Protocol of the Session on September 21, 2023

Herr Kollege Ulbrich, vielen Dank für die Kurzintervention. Sie wissen selbst als Jurist, dass man

Ermessen nur unter ganz engen Maßgaben einschränken kann. So, wie Sie es vorschlagen, müsste aber das Gesetz geändert werden; das kann nur der Bundesgesetzgeber. Die ermessensleitenden Vorschriften sind vorhanden. Sie wollen daraus Muss-Vorschriften machen. Da sagen Ihnen das Bundesverfassungsgericht und das Bundesverwaltungsgericht, dass das rechts- und verfassungswidrig ist. – Vielen Dank.

(Vereinzelt Beifall bei der CDU)

Das war von Herrn Unger die Reaktion auf die Kurzintervention.
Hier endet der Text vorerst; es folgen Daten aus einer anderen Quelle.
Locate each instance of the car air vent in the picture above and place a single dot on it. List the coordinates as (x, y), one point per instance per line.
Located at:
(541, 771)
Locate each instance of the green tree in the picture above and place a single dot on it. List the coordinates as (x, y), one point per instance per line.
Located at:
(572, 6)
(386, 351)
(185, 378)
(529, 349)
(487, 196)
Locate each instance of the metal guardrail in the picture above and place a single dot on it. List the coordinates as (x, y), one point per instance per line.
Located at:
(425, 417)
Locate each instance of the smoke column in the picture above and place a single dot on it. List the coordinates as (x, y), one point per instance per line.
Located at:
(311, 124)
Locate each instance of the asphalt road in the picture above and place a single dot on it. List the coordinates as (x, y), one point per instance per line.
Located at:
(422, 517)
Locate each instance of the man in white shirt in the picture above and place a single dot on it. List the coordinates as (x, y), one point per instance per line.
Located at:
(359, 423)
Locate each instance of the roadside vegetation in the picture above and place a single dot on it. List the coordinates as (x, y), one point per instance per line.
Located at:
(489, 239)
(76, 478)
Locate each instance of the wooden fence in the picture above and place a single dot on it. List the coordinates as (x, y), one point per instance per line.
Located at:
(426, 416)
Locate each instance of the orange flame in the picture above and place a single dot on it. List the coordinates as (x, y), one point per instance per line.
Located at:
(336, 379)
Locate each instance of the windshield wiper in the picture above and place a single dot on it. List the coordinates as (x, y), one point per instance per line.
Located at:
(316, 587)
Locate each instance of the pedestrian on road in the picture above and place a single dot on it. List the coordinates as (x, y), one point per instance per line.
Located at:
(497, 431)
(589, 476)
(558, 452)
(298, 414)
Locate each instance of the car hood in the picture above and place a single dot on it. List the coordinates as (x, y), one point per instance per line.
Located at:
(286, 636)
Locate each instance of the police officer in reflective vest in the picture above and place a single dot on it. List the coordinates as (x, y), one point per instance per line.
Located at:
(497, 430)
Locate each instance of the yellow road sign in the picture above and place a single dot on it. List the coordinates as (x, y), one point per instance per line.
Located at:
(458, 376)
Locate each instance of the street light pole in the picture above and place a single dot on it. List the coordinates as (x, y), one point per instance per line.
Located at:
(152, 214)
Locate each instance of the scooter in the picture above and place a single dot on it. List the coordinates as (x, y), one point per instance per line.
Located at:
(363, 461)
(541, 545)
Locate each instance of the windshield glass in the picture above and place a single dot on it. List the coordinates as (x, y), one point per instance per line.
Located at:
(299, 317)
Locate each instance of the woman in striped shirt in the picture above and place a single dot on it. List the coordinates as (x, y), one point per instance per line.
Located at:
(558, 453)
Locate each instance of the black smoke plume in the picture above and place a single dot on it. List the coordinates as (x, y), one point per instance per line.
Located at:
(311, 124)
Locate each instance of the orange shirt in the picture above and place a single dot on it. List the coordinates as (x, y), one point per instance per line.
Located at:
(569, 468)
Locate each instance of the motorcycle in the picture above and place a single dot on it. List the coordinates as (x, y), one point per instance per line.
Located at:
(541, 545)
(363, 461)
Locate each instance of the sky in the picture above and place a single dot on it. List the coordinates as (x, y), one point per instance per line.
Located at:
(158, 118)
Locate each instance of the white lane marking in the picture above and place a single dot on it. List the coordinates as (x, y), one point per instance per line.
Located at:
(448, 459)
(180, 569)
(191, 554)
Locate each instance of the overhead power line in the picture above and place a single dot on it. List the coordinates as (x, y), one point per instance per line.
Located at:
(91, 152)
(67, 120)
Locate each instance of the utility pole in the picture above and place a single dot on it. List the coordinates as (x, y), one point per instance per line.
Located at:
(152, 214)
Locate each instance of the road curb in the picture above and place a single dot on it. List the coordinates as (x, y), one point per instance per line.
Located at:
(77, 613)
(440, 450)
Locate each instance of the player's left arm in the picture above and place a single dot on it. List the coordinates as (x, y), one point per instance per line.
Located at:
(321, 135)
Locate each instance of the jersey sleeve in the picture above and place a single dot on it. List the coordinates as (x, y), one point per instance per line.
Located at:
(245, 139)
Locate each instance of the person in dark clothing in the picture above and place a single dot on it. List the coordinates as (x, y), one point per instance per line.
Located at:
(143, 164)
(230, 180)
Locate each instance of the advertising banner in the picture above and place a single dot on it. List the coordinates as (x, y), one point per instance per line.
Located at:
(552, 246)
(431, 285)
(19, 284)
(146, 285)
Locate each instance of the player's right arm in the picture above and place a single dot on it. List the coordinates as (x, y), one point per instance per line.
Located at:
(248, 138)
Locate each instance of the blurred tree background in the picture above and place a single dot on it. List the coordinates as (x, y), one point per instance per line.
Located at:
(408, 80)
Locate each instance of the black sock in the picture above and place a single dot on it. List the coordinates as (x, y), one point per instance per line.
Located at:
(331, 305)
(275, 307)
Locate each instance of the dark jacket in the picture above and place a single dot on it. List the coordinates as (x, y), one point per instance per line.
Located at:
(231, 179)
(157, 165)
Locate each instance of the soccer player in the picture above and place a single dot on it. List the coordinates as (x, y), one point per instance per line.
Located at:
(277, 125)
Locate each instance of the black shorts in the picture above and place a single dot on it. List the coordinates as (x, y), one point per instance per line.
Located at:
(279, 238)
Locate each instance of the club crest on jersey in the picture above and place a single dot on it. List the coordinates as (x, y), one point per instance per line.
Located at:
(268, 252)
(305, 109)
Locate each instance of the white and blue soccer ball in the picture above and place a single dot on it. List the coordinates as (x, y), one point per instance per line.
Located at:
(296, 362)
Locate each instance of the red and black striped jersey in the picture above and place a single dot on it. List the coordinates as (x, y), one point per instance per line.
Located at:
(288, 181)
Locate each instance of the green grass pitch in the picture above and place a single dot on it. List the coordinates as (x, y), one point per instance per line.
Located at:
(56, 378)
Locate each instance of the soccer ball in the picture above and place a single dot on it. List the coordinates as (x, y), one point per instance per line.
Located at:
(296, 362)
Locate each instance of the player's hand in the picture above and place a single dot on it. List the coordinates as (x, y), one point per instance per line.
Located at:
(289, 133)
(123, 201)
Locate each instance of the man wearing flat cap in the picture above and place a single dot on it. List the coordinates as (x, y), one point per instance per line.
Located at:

Wir machen weiter in der Reihenfolge der Fraktionen. Für die Fraktion DIE LINKE ist Jule Nagel an der Reihe.

Sehr geehrte Frau Präsidentin! Sehr geehrte Kolleginnen und Kollegen der demokratischen Fraktionen! Ich wollte eigentlich mit dem Satz beginnen, dass die AfD mit ihrem Antrag zu dessen Hauptthema ziemlich tief in die Mottenkiste gegriffen hat, aber jetzt kann ich das auch auf den CDU-Vorredner, den Kollegen Unger, beziehen. Grenzkontrollen, sichere Herkunftsländer – das ist ein tiefer Griff in die Mottenkiste.

(Sören Voigt, CDU: Die Realität!)

Der Blick auf die Anwendung dieser Instrumente zeigt, dass das Ziel, das Sie als Rechte oder Mitte-Rechts im Schilde führen, damit nicht erreicht werden kann.

Ich will mich auf die AfD und den eigentlichen Antrag beziehen. Sachleistungen statt Bargeld und mehr Sanktionen sollen es aus Ihrer Sicht also richten, sollen die Herausforderungen der steigenden Zahl Geflüchteter lösen. Wenn das nicht so bitterböse in seinem Gehalt wäre, könnte man über solch eine billige Rechnung fast nur lachen.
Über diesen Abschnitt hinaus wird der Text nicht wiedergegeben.